Genomics analysis of transcriptional regulation

If you think of the different cells in your body, for example, skin cells, blood cells, liver cells, neural cells, etc. they all have very different shapes, dimensions, functions and even life span. Yet they all share virtually the same genetic information. What is even more intriguing, they all proceed from a single initial cell, the zygote, which then differentiates into the hundreds of cell types that constitute your body. How is it possible that despite having the same genetic information those cells have such different characteristics? This is because cells will only use certain parts of their genetic information to accomplish the specific functions that they need to perform depending, for example, on which stage of differentiation they are in, their location in the body and their need to respond to different stimuli. This is important because when cells lose the ability to control which parts of their genetic material to use, this usually results in diseases such as cancer or developmental disorders.

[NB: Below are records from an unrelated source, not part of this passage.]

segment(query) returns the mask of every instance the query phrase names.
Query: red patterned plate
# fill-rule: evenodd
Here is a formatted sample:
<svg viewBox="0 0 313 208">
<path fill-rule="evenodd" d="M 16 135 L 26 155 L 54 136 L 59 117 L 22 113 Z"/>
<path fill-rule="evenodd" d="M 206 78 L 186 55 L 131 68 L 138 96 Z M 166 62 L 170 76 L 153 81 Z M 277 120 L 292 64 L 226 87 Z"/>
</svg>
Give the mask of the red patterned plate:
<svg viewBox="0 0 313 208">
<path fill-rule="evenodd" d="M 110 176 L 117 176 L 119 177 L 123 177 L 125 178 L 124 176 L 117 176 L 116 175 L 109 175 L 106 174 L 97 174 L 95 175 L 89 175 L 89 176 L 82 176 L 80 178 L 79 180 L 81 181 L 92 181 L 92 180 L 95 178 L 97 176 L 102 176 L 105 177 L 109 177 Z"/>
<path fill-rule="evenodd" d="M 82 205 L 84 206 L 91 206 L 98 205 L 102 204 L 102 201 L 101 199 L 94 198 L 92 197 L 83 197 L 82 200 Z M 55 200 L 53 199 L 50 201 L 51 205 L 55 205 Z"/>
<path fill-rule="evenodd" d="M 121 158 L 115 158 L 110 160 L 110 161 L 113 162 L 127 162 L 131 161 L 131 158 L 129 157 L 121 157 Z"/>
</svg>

The interest of our group is to understand how cells are able to control the flow of genetic information. This is carried out by a complex regulatory system in which a plethora of sequence-specific transcription factors, chromatin modifiers and basal transcriptional machinery, among others, work in an orchestrated fashion to ensure the correct deployment and maintenance of gene expression programmes.

To examine how these epigenetic mechanisms work, our mixed experimental-computational laboratory uses genome-wide techniques implemented around next-generation sequencing techniques such as RNA-seq, ChIP-seq and Hi-C to examine different aspects of the transcriptional regulatory process. We employ different model organisms, such as yeast, flies, zebrafish and mouse, and publicly available data depending on the scientific question of interest.